Welfare and Social Policy in Britain Since 1870: Essays in Honour of Jose Harris

· Oxford University Press
Ebook
256
Pages
Eligible

About this ebook

This collection of twelve essays reviews the history of welfare in Britain over the past 150 years. It focuses on the ideas that have shaped the development of British social policy, and on the thinkers who have inspired and also contested the welfare state. It thereby constructs an intellectual history of British welfare since the concept first emerged at the end of the nineteenth century. The essays divide into four sections. The first considers the transition from laissez-faire to social liberalism from the 1870s, and the enduring impact of late-Victorian philosophical idealism on the development of the welfare state. It focuses on the moral philosophy of T. H. Green and his influence on key figures in the history of British social policy like William Beveridge, R. H. Tawney, and William Temple. The second section is devoted to the concept of 'planning' which was once, in the mid-twentieth century, at the heart of social policy and its implementation, but which has subsequently fallen out of favour. A third section examines the intellectual debate over the welfare state since its creation in the 1940s. Though a consensus seemed to have emerged during the Second World War over the desirability and scope of a welfare state extending 'from the cradle to the grave', libertarian and conservative critiques endured and re-emerged a generation later. A final section examines social policy and its implementation more recently, both at grass roots level in a study of community action in West London in the districts made infamous by the fire at Grenfell Tower in 2017, and at a systemic level where different models of welfare provision are shown to be in uneasy co-existence today. The collection is a tribute to Jose Harris, emeritus professor of history in the University of Oxford and a pioneer of the intellectual history of social policy. Taken together, these essays conduct the reader through the key phases and debates in the history of British welfare.

About the author

Lawrence Goldman was educated at Cambridge and at Yale where he was a Harkness Fellow. After a junior research fellowship at Trinity College, Cambridge, he spent 29 years as a university lecturer in Oxford and as a tutorial fellow of St.
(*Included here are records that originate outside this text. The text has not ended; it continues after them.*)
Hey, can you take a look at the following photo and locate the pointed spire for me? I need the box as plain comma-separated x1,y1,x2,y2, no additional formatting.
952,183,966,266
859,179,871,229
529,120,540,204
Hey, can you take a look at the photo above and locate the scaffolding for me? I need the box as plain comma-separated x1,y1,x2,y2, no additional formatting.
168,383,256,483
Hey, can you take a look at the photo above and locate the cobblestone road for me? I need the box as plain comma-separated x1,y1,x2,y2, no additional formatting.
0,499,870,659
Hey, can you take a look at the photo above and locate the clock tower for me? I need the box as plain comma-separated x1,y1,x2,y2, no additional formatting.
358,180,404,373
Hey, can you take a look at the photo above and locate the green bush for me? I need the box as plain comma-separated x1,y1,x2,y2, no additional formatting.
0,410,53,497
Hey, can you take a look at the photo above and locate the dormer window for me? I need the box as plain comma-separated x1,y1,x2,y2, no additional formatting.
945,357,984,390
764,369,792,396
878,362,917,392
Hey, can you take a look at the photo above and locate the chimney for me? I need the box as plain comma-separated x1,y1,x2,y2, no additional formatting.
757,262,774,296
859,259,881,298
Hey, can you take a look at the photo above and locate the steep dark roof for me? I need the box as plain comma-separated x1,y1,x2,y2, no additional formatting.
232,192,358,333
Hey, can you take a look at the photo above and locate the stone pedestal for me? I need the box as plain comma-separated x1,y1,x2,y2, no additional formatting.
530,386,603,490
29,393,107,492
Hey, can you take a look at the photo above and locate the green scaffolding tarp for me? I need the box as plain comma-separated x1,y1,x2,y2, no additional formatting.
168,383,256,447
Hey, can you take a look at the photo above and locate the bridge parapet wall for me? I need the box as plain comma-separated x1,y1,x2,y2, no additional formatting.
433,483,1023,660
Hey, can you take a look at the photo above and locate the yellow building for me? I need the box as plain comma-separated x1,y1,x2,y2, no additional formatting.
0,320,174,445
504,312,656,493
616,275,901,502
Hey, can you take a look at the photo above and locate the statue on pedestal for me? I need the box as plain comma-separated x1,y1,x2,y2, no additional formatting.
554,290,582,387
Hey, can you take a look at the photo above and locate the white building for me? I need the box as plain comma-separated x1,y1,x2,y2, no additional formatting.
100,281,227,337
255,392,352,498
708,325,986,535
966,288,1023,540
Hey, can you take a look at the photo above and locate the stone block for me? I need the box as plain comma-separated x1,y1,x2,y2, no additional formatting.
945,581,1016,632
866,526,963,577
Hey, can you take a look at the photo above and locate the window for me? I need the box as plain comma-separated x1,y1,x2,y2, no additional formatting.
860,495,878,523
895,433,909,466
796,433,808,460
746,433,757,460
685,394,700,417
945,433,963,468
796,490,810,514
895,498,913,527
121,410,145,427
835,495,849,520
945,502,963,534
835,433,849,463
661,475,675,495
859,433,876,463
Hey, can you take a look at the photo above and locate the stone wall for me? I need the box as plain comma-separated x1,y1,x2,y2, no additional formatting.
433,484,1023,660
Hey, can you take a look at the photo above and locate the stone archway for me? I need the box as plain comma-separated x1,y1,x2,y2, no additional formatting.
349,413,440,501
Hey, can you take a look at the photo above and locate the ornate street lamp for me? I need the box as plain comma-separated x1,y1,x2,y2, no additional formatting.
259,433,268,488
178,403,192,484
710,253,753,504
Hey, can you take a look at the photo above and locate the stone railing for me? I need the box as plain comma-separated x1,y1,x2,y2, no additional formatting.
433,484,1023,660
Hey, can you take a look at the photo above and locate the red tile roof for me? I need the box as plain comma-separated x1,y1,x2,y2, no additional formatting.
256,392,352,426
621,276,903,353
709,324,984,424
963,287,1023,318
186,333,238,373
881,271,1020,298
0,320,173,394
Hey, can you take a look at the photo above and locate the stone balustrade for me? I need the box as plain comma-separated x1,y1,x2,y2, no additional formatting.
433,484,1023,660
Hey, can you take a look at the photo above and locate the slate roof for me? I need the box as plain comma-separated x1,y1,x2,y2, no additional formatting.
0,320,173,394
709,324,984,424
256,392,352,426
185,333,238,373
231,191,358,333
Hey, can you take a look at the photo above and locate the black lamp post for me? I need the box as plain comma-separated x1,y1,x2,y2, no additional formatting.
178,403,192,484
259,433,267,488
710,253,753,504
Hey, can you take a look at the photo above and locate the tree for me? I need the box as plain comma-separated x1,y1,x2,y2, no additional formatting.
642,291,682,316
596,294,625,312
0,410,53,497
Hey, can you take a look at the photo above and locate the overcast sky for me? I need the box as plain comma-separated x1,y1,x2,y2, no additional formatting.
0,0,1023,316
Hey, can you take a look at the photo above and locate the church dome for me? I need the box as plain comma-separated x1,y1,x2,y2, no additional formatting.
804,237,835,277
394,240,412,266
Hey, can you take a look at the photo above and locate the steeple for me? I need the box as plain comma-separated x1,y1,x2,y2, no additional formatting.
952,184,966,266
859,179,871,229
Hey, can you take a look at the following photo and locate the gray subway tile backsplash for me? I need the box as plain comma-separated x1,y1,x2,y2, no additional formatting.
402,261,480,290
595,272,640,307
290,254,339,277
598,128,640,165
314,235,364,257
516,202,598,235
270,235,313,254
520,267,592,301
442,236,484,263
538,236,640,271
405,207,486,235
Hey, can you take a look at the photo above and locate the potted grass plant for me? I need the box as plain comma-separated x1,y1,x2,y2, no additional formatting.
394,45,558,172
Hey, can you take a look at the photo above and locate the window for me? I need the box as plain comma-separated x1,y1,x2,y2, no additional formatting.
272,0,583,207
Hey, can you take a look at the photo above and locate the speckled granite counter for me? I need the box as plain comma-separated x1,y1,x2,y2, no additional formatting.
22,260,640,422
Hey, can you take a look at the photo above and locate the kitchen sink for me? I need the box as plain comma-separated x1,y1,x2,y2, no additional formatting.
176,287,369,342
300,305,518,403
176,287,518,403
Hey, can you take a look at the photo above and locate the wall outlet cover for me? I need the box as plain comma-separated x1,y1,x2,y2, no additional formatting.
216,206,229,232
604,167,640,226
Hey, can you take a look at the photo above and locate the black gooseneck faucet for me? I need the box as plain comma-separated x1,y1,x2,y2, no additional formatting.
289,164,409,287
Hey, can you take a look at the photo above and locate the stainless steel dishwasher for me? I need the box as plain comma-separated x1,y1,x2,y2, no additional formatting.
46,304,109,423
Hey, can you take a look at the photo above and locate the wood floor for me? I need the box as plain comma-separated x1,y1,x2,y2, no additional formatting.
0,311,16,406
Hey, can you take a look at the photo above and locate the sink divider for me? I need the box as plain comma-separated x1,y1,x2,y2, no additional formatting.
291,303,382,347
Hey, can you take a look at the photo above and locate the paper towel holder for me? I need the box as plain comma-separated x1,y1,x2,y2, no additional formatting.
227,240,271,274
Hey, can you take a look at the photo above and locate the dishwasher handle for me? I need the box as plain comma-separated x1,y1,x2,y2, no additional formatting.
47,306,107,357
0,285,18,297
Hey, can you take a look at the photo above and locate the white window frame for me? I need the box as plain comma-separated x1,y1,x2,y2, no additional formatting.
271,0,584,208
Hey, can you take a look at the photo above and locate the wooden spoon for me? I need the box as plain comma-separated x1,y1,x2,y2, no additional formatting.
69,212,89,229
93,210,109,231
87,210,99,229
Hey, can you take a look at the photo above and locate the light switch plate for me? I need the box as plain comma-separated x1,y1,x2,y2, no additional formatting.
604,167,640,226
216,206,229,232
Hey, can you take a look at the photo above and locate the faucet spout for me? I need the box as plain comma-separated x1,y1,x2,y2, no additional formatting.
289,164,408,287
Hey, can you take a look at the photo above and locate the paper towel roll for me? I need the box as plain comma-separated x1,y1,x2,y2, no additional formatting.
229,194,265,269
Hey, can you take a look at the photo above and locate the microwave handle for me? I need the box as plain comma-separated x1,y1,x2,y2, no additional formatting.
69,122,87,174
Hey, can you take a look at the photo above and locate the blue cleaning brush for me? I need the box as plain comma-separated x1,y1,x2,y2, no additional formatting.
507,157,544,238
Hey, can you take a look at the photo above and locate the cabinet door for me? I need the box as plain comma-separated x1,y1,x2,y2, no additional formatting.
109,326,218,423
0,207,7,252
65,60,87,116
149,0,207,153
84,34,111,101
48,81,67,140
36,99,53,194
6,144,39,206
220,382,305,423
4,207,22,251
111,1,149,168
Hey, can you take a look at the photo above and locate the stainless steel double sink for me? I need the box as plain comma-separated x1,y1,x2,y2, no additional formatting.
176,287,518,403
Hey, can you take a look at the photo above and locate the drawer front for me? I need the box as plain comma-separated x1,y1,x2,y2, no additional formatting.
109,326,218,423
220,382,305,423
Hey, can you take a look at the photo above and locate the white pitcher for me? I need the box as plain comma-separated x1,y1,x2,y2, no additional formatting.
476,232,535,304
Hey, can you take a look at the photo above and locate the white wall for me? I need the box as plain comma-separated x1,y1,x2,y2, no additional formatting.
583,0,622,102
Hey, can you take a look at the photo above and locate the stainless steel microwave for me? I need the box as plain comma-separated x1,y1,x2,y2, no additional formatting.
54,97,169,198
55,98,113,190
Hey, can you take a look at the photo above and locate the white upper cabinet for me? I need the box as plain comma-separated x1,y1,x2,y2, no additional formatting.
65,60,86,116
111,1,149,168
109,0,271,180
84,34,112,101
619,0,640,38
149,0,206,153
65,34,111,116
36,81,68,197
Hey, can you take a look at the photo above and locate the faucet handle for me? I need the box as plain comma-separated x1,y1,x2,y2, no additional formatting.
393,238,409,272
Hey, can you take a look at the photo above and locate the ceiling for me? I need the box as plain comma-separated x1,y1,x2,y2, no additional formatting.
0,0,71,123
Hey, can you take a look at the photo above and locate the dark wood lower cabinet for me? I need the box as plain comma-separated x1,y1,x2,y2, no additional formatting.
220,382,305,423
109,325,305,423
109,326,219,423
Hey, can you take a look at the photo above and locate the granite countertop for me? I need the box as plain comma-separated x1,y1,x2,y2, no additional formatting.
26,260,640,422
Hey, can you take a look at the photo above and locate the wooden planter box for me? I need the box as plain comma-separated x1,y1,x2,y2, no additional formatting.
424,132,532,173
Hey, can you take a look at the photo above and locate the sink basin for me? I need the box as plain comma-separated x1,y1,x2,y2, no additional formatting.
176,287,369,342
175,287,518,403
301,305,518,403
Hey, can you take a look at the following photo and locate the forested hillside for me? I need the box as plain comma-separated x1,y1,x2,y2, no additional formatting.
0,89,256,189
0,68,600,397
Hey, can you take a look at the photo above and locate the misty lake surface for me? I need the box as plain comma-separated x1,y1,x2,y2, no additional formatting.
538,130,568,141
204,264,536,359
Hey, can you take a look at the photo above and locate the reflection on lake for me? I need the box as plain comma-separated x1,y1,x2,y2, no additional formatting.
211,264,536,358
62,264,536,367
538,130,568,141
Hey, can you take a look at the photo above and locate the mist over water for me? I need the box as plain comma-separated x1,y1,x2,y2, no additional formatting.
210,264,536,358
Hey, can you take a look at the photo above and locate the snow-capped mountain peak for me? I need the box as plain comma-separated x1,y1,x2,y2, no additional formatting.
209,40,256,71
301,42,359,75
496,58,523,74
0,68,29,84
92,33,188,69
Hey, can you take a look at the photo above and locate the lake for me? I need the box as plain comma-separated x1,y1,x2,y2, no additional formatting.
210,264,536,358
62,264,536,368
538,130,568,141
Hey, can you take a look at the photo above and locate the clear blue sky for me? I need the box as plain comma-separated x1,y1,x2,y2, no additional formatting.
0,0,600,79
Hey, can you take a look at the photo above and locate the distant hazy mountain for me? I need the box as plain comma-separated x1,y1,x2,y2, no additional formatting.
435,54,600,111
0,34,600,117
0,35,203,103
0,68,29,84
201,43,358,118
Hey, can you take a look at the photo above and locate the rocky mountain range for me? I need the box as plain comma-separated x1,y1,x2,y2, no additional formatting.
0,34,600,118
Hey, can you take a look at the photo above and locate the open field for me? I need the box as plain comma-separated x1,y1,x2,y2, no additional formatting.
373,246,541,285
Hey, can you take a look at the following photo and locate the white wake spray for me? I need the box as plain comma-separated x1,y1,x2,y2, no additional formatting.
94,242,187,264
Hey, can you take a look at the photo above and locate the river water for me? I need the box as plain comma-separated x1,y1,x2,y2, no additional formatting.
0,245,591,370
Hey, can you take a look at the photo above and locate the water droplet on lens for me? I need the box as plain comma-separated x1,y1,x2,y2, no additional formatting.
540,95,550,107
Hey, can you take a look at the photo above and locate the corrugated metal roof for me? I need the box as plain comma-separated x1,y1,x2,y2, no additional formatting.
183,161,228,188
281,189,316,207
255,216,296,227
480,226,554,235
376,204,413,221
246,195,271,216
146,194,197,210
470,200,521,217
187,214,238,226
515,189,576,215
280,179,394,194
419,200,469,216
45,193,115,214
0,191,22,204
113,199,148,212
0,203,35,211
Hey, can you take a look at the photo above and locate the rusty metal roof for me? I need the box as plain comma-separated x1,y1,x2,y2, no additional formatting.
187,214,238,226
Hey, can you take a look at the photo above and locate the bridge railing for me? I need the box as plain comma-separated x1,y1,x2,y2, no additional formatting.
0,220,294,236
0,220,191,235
Peter's College, moving to the Directorship of the Institute of Historical Research in the University of London in 2014. From its publication in 2004 until 2014, he was the Editor of the Oxford Dictionary of National Biography. Throughout his career he has taught both modern British and American History and published widely on the political and social history of both countries, including studies of the history of workers' education, Victorian social science, and the biography of the political thinker and historian, R. H. Tawney.